Water is the lifeblood of cities. Look even to the three counties in the Greater Capital Region without cities in them: Greene, Schoharie, and Washington. Yet, Catskill could easily be a city, but for its being a village, situated as it is on a prominent piece of ground between the Hudson River and the mouth of the Catskill Creek. And the villages of Hudson Falls and Fort Edward, situated as they are on prominent bends in the Hudson River, could also just as easily be cities.
And while Schoharie County is landlocked, its three large villages of Cobleskill, Middleburgh, and Schoharie all sit in the largest floodplains of the county, along the Cobleskill and Schoharie Creeks. Cobleskill sits in the western gateway, as the major arteries of N.Y. Route 7, Interstate 88, and the CSX rail line can attest, moving out of the Mohawk-Hudson watershed and into the abutting Susquehanna watershed. Middleburgh sits in the southern gateway, as the artery of N.Y. Route 30 can attest, moving into the abutting Delaware watershed to the southwest.
These cities and villages exist where they are for very good reasons, all of them strategically placed, firstly for defense of an old frontier and secondly for the riches that come from key trans-shipment points.
4. The City of Glens Falls:
County: Warren Incorporated: 1908 Population: 14,700 Area: 3.93
The settlement that became the City of Glens Falls has been around for a very long time, having been settled by Quakers in the early to mid-1700s. In fact, Glens Falls and its surrounding areas figured prominently in both the French and Indian Wars and the American Revolution. And if you’re a fan of James Fenimore Cooper, then you know that the area was important to his “Leatherstocking Tales”, specifically “The Last of the Mohicans”. Glens Falls has had several names since its creation. The Iroquois called it Chepontuc (“difficult place to get around”). The first settlers called it the Great Carrying Place since one had to portage around the immense falls in the Hudson River at this spot. It was later called The Corners, Wing’s Falls (for the leader of its Quaker settlers), and Glen’s Fall. Over time, the apostrophe was dropped.

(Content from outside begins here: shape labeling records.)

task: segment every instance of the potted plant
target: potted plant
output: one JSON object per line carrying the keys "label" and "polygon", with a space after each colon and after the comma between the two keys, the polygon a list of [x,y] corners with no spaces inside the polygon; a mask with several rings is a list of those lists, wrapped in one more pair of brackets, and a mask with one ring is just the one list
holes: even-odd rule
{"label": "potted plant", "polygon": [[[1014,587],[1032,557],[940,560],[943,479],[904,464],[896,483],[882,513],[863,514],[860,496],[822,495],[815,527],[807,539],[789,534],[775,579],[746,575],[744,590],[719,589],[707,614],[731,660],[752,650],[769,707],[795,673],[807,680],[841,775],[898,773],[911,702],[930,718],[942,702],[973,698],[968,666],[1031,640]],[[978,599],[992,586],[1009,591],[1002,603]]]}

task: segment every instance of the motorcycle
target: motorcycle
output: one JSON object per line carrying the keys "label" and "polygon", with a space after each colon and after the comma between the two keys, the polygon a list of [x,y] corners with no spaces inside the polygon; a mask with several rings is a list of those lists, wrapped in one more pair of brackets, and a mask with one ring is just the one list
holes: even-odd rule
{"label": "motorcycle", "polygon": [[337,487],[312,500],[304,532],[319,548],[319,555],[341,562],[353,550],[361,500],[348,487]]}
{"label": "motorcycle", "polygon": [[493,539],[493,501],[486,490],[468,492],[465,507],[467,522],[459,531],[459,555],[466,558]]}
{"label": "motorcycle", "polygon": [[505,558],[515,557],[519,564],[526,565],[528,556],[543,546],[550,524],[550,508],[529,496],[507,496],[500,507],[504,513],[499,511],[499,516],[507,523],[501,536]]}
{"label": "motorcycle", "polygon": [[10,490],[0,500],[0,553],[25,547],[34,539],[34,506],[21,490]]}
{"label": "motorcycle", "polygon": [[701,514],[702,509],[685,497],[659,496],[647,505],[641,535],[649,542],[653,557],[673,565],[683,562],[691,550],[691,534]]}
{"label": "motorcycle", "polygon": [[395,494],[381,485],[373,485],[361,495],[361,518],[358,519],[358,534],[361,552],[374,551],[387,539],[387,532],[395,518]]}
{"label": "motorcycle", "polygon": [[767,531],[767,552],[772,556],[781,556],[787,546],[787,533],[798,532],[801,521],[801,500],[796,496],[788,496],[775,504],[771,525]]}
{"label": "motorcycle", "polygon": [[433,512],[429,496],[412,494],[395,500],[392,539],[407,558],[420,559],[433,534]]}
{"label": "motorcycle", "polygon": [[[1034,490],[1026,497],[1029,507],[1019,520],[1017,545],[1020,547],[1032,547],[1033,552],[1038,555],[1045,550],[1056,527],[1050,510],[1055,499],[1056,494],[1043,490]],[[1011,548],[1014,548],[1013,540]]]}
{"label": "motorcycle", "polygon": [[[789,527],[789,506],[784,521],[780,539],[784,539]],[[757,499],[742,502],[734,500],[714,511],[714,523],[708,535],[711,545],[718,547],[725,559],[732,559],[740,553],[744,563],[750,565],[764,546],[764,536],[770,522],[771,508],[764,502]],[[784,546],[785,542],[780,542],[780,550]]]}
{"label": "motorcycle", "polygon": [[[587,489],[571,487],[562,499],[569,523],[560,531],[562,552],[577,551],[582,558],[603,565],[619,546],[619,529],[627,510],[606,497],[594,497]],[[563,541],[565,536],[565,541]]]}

Glens Falls was also the halfway point between Fort Edward and Fort William Henry, on the frontier during the aforementioned wars, thereby making the settlement a perfect place for a city to grow. Glens Falls is the gateway into the Adirondacks as one heads north along the Hudson Valley.
Because of its geographic location, Glens Falls has had many industries over the years, especially regarding lumber, paper products, farm goods, and minerals mined in the Adirondacks.
5. The City of Gloversville:
County: Fulton Incorporated: 1853 Population: 15,665 Area: 5.10
Gloversville came into existence almost solely out of the tanning and glove-making trade found there since the late 1700s. It may be hard to believe but between the years of 1890 and 1950, approximately 90 percent of all gloves sold in the United States were actually made in or around Gloversville.
However, with the Great Depression came the gradual decline of the glove industry, which gutted the city’s infrastructure. The city has made several attempts to reinvent itself, though its glory days are long gone.
To get a feel for the grittiness of modern-day Gloversville and its surrounding area, all one need do is pick up a novel by hometown Pulitzer Prize winning author Richard Russo. Check out especially “Empire Falls”.